Neues aus Ausschüssen und aktuelle parlamentarische Initiativen
Mittwoch, 11. Mai 2022
Leerstand in Bundesliegenschaften soll gesenkt werden
Wohnen, Stadtentwicklung, Bauwesen und Kommunen/Ausschuss
Berlin: (hib/JOH) Die Bundesanstalt für Immobilienaufgaben (BImA) will den Leerstand im bundeseigenen Wohnungsbestand bis Ende des Jahres von rund 12,5 Prozent auf zehn Prozent senken und bis dahin mit dem Neubau von 3.000 Wohnungen begonnen haben. Insgesamt könne die BImA rund 8.000 Wohnungen neu auf bundeseigenen Grundstücken bauen, berichtete der BImA-Vorstandsvorsitzende Christoph Krupp am Mittwoch im Ausschuss für Wohnen, Stadtentwicklung, Bauwesen und Kommunen unter Leitung von Sandra Weeser (FDP). Das Gremium befasste sich auf Antrag der Fraktion Die Linke mit dem Leerstand in den Liegenschaften des Bundes und dessen Gründen.
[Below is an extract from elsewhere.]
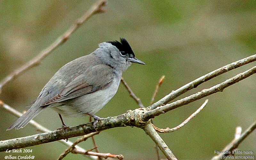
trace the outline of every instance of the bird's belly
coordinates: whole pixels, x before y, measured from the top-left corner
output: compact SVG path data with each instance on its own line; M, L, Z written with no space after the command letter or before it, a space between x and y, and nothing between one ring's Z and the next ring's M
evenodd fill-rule
M102 108L116 93L120 81L115 80L104 90L54 103L49 106L64 116L85 116L87 113L94 114Z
Diese seien vielfältig, erläuterte Krupp. So stünden rund 1.100 Wohnungen (2,9 Prozent des Wohnbestandes) fluktuationsbedingt leer und würden bald wieder vermietet. Für etwa 1,1 Prozent sei eine Nutzung als Wohnung nicht automatisch zulässig, etwa bei ehemaligen Kasernen. Diese würden derzeit häufig für die temporäre Unterbringung von Flüchtlingen genutzt. Darüber hinaus besteht laut Krupp bei 6,8 Prozent der Wohnungen Sanierungsbedarf. Ihre Instandsetzung und der zügige Abbau der Leerstände seien derzeit vorrangig.
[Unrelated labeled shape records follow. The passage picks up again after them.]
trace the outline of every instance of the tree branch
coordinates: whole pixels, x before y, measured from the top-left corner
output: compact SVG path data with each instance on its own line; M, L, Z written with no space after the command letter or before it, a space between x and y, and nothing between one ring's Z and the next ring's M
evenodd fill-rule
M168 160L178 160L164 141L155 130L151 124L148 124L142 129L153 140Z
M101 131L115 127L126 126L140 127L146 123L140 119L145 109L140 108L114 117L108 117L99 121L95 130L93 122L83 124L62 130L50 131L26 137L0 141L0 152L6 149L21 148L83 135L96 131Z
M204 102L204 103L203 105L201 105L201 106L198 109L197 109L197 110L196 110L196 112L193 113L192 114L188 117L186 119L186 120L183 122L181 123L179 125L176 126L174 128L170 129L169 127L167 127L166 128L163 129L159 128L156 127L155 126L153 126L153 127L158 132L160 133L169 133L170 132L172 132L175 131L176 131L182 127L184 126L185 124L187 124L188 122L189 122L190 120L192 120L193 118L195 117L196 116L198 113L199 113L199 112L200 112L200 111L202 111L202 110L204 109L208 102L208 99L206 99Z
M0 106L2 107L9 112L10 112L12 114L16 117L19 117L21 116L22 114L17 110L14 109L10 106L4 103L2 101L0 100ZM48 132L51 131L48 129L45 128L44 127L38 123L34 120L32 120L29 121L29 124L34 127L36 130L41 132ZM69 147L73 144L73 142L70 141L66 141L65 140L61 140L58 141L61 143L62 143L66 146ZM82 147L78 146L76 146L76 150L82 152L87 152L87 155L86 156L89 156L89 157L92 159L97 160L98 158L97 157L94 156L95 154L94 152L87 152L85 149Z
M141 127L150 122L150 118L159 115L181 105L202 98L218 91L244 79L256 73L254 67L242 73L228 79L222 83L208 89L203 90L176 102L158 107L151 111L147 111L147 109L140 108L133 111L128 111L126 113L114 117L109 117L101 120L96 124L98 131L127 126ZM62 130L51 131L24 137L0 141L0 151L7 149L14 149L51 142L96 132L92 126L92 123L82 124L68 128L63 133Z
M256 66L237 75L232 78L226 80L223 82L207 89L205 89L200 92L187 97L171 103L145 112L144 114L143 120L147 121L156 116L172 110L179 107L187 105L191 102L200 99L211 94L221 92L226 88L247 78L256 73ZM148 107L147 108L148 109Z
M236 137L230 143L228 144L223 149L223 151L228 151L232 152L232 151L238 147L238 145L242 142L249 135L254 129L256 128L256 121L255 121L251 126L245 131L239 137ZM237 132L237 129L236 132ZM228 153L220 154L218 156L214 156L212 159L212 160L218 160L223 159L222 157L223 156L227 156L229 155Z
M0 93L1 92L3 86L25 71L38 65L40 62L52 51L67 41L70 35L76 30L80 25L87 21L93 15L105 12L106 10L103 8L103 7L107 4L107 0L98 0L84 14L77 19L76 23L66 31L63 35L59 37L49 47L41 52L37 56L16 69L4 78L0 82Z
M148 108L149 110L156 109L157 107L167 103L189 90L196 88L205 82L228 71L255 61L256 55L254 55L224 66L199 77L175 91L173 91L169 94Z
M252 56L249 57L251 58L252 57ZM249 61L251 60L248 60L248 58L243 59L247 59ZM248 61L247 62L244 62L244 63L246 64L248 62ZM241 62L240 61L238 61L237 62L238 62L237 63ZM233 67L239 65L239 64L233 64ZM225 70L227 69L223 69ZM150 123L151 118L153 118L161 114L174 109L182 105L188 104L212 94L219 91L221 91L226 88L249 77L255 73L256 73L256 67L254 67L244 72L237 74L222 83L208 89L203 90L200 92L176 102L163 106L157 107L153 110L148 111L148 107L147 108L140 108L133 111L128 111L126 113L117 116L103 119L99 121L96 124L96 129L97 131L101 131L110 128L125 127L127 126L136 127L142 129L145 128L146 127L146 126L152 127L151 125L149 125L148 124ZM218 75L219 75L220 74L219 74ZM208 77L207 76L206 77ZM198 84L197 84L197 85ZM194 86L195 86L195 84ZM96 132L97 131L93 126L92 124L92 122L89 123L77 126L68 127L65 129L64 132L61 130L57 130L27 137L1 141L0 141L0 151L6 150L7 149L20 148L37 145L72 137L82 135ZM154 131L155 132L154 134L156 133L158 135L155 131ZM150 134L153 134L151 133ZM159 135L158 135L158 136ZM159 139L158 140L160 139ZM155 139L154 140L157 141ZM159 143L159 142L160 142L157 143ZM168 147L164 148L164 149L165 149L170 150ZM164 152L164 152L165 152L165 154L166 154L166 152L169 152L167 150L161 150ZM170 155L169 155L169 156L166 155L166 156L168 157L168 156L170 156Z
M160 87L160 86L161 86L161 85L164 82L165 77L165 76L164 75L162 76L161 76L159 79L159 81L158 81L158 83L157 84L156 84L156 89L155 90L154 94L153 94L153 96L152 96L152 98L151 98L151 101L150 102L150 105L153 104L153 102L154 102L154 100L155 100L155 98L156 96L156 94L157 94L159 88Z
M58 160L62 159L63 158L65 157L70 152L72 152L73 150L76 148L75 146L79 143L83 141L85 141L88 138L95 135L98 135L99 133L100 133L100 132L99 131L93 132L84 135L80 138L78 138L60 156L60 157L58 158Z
Krupp verwies auf den 2018 vollzogenen Strategiewechsel, wonach bundeseigene Flächen und Immobilien größtenteils nicht mehr verkauft, sondern vermietet werden. Mit den Mieteinnahmen finanziere die BImA deren Sanierung. Um die Liquidität zu erhöhen, werde derzeit diskutiert, ob die BImA künftig auch Kredite aufnehmen darf. Krupp betonte, rund 60 Prozent der zu verkaufenden Grundstücke und Immobilien gingen an die Kommunen und kommunalen Unternehmen. Ihnen würden die Objekte, die der Bund nicht mehr braucht, zuerst angeboten.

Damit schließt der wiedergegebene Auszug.